Back to LanguageTool Homepage - Privacy - Imprint

Is it possible to extend the LT model to include new NLP constructs, which we can reference in XML?

Is it possible to extend the LT model to include new NLP constructs, which we can reference in XML?

As an example, we have a rule where it would be useful to match on the animacy of a noun, to determine whether we should abbreviate large quantities – for example, 1 million people and 1m albums sold are both correct.

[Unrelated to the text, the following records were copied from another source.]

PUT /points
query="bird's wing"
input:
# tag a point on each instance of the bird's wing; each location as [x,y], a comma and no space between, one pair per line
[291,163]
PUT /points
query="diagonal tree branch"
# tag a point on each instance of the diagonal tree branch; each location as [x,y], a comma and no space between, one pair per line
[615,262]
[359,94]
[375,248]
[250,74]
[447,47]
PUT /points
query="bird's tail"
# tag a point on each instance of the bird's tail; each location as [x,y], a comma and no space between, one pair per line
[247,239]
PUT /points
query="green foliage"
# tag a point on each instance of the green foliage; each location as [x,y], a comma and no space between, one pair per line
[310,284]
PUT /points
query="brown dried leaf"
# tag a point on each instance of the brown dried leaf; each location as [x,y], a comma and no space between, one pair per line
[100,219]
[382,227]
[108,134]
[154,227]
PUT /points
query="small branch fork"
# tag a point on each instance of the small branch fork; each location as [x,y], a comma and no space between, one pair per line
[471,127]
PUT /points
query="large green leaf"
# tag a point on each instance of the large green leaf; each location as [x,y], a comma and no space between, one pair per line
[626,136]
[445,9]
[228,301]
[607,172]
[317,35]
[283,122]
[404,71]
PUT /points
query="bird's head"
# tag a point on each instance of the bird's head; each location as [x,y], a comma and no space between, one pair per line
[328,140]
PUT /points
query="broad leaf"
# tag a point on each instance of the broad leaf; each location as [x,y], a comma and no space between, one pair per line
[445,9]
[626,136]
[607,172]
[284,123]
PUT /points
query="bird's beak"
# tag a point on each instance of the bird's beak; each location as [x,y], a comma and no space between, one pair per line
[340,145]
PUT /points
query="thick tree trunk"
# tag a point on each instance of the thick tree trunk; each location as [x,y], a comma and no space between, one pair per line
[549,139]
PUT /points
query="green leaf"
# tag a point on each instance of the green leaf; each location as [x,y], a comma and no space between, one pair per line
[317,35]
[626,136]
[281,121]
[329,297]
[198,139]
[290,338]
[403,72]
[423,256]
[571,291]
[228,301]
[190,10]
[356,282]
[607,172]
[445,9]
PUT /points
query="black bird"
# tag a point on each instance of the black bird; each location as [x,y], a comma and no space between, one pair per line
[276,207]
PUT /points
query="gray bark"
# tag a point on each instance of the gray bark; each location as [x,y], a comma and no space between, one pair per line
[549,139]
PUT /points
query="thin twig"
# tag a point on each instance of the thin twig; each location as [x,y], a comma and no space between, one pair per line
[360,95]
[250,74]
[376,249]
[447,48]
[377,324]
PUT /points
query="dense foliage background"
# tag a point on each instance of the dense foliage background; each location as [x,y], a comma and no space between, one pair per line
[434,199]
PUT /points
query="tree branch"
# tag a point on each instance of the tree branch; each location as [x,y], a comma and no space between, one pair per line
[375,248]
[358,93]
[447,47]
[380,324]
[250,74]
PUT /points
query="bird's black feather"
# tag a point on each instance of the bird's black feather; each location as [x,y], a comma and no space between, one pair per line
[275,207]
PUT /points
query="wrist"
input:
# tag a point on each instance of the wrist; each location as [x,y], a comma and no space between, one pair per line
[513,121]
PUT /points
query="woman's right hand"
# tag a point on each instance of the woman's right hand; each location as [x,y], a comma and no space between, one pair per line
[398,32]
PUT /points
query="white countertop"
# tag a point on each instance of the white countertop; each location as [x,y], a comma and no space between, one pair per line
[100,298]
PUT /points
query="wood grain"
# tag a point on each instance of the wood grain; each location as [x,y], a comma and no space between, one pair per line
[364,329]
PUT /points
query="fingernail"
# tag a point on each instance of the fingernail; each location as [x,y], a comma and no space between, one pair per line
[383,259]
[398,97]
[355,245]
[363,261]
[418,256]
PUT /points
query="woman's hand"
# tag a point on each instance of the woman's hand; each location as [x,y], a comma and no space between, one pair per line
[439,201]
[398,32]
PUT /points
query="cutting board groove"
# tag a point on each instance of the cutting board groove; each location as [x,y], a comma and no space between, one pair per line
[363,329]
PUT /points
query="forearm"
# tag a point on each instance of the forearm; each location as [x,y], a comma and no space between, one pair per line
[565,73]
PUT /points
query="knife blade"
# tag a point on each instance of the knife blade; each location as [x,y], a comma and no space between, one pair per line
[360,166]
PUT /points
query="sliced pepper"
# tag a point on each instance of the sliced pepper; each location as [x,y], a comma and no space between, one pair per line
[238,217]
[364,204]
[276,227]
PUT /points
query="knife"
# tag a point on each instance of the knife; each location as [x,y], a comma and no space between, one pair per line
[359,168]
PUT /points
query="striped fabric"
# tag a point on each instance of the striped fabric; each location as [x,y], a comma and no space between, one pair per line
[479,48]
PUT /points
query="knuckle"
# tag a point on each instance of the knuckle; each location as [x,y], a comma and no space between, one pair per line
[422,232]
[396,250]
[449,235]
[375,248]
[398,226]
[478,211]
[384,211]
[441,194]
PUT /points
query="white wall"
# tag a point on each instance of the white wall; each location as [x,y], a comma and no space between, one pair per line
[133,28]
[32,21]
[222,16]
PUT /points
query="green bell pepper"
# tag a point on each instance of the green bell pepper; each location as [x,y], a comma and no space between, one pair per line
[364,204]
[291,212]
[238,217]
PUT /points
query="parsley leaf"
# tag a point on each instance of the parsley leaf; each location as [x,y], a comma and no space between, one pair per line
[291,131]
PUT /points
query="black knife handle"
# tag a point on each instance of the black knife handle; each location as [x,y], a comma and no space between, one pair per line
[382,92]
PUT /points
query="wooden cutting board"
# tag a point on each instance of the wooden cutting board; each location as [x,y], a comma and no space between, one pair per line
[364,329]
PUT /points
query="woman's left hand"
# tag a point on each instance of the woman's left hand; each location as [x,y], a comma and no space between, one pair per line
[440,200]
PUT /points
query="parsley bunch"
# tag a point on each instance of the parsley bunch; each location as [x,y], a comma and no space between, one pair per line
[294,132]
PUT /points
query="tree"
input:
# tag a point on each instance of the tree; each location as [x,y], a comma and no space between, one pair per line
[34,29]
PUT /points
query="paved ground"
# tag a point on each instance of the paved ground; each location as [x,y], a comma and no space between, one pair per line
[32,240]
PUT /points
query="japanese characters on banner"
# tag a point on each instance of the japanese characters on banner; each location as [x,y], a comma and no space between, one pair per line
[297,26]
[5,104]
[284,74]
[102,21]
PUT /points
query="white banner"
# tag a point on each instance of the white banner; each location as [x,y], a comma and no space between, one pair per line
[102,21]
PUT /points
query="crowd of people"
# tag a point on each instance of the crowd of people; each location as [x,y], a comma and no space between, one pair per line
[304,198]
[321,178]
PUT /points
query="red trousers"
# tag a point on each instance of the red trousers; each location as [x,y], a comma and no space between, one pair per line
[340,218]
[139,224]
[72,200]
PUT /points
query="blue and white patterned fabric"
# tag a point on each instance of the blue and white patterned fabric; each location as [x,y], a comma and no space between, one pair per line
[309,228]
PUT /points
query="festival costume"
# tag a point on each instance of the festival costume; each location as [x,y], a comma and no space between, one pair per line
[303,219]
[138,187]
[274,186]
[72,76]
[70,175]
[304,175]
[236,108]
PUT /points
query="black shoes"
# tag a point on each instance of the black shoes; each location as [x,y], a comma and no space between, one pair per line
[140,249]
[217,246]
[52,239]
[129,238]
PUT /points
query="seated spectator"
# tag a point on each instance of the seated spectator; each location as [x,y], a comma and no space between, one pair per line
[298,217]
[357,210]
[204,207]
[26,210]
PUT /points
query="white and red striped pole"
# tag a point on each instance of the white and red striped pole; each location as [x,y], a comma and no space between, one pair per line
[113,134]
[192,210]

Is there a way for us to extend LanguageTool to insert this data as something we could pattern match on – adding a new property to tokens, for example, so we can use them in rules? For example, in this case instead of having to maintain a list of animate things, as in

    <pattern>
        <marker><token regexp="yes" skip="1">(\d[\d.]*)m</token></marker>
        <token regexp="yes">(adults|Americans|animals|cats ... long list of animate things here)</token>
        <message>million: in copy use m for sums of money, units or inanimate objects, otherwise million<suggestion><match no="1" regexp_match="(\d[\d.]*)m" regexp_replace="$1"/> million</suggestion></message>**?
    </pattern>

we could add our custom annotations and write something like

    <pattern>
        <marker><token regexp="yes" skip="1">(\d[\d.]*)m</token></marker>
        <token custom-namespace_is-animate="true"></token>
        <message>million: in copy use m for sums of money, units or inanimate objects, otherwise million<suggestion><match no="1" regexp_match="(\d[\d.]*)m" regexp_replace="$1"/> million</suggestion></message>**?
    </pattern>

Alternatively, we could work towards contributing something to the core of LanguageTool, if the maintainers felt that was useful – but it would be extra processing effort that many users would likely not benefit from, which makes it feel like a natural candidate for an interface and a user-supplied extension.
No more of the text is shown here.